Since my post earlier this month, I’ve also reread four Shakespeare plays:
■ Edward III
■ The Two Gentlemen of Verona
■ The Taming of the Shrew
■ Richard II
In 2017, I participated in an online reading group that tackled all of his work over the course of a year, and I thought I might rejoin them this year, only to realize I’d be much happier rereading and studying the plays independently. Next up is Titus Andronicus.
Other books I’ve read this month:
■ This Is Your Time (Ruby Nell Bridges; 2020. Non-fiction.)
Heard about this on NPR in November and wanted to check it out. It took a while for the library to bring it in.
■ Paul Robeson (Phillip Hayes Dean; 1978. Drama)
Robeson was mentioned in the documentary Sighted Eyes/Feeling Heart (watched to prepare for a seminar about Lorraine Hansberry’s Les Blancs.)
■ Do the Work (Steven Pressfield; 2011. Non-fiction.)
■ The War of Art (Steven Pressfield; 2002. Non-fiction.)
■ The Scientific Method of Practicing (Timothy Hagen; 2020. Non-fiction.)
Motivational reading as I prepared my practice goals for this year.
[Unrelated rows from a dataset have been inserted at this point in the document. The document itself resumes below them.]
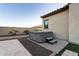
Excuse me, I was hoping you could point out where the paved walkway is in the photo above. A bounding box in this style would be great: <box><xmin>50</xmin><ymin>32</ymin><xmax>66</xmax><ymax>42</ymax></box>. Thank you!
<box><xmin>0</xmin><ymin>39</ymin><xmax>31</xmax><ymax>56</ymax></box>
<box><xmin>28</xmin><ymin>39</ymin><xmax>68</xmax><ymax>56</ymax></box>
<box><xmin>62</xmin><ymin>49</ymin><xmax>78</xmax><ymax>56</ymax></box>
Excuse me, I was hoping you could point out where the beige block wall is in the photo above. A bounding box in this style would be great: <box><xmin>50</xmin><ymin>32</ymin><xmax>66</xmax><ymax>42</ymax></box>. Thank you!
<box><xmin>43</xmin><ymin>10</ymin><xmax>69</xmax><ymax>40</ymax></box>
<box><xmin>0</xmin><ymin>27</ymin><xmax>28</xmax><ymax>35</ymax></box>
<box><xmin>69</xmin><ymin>3</ymin><xmax>79</xmax><ymax>44</ymax></box>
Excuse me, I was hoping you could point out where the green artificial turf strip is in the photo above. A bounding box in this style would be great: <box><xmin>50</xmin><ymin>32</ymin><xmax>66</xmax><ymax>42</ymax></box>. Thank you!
<box><xmin>56</xmin><ymin>43</ymin><xmax>79</xmax><ymax>56</ymax></box>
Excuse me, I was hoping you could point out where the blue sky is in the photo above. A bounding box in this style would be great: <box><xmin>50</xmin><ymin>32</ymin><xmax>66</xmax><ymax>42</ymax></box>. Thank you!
<box><xmin>0</xmin><ymin>3</ymin><xmax>65</xmax><ymax>27</ymax></box>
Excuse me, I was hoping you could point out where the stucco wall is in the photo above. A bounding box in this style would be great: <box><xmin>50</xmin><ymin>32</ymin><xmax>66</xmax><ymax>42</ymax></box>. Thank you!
<box><xmin>69</xmin><ymin>3</ymin><xmax>79</xmax><ymax>44</ymax></box>
<box><xmin>43</xmin><ymin>10</ymin><xmax>69</xmax><ymax>40</ymax></box>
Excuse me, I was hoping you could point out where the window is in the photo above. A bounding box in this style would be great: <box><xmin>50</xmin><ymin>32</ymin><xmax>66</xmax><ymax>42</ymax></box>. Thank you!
<box><xmin>44</xmin><ymin>20</ymin><xmax>48</xmax><ymax>29</ymax></box>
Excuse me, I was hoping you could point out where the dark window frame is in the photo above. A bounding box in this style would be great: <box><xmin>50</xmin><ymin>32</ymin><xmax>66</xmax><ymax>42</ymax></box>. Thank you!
<box><xmin>44</xmin><ymin>19</ymin><xmax>48</xmax><ymax>29</ymax></box>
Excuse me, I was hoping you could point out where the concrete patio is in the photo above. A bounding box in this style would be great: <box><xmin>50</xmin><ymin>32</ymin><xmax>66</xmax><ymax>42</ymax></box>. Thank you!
<box><xmin>28</xmin><ymin>38</ymin><xmax>68</xmax><ymax>56</ymax></box>
<box><xmin>0</xmin><ymin>39</ymin><xmax>31</xmax><ymax>56</ymax></box>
Author Melissa Wiley recommended the Pressfield books.
■ The Tyranny of Merit (Michael J. Sandel; 2014. Non-fiction.)
The relentless credentialism of our day has driven working-class voters toward populist and nationalist parties and deepened the divide between those with and those without a university degree. It is also lead to increasingly partisan views of higher education, the institution most emblematic of the meritocratic project.
More to the point, higher education in the age of meritocracy has not been an engine of social mobility; to the contrary, it has reinforced the advantages that privileged parents confer on their children.
Though far more inclusive in terms of gender, race, and ethnicity, this meritocratic elite has not produced a fluid, mobile society. Instead, today’s credentialed, professional classes have figured out how to pass their privileges on to their children, not by bequeathing them large estates but by equipping them with the advantages that determine success in a meritocratic society.
■ One of the Good Ones (Maika and Maritza Moulite; 2021. Fiction.)
Heard about this on NPR, too.
■ The Umbrella Academy, Vol. 1: The Apocalypse Suite (Gerard Way; 2008. Fiction.)
My younger daughter is enjoying the Netflix series and suggested I give it a try. I can see its merits, but it didn’t “stick.”
■ What Is Populism? (Jan-Werner Müller; 2014. Non-fiction)
Populist governance exhibits three features: attempts to hijack the state apparatus, corruption and “mass clientelism” (trading material benefits or bureaucratic favors for political support by citizens who become the populists’ “clients”), and efforts systematically to suppress civil society.
Populism, I suggest, is a particular moralistic imagination of politics, a way of perceiving the political world that sets a morally pure and fully unified — but, I shall argue, ultimately fictional — people against elites who are deemed corrupt or in some way morally inferior.
Conspiracy theories are thus not a curious addition to populist rhetoric; they are rooted in and emerge from the very logic of populism itself.
■ Wild Swans: Three Daughters of China (Jung Chang; 1991. Non-fiction.)
One of the virtual book groups I visit is reading this. I don’t know how I missed this gripping, often harrowing memoir.
I found this environment unbearable. I could understand ignorance, but I could not except its glorification, still less its right to rule.
■ Front Row at the Trump Show (Jonathan Karl; 2020. Non-fiction.)
For Donald Trump, the taunts and personal insults are part of the game. He sees the public jousting with the press as a critical component of the Trump Show’s success. But this is a dangerous game. The president’s rhetoric, especially rhetoric that incites hatred or willfully distorts the truth, has consequences. (Boldface added.)
I think they call that prescient.
■ The War on Normal People (Andrew Yang; 2019. Non-fiction.)
In the bubble, many of us came up through the meritocracy and we’ve internalized its lessons. The underlying logic of the meritocratic system is this: If you’re successful, it’s because you’re smart and hard-working, and thus virtuous. If you’re poor or unsuccessful, it’s because you’re lazy and/or stupid and of subpar character. The people at the top belong there and the people at the bottom have only themselves to blame.
Scarcity research indicates that the best way to improve decision-making is to free up people’s bandwidth. People won’t ever make perfect choices. But knowing that their basic needs are accounted for will lead to better choices for millions of people each day.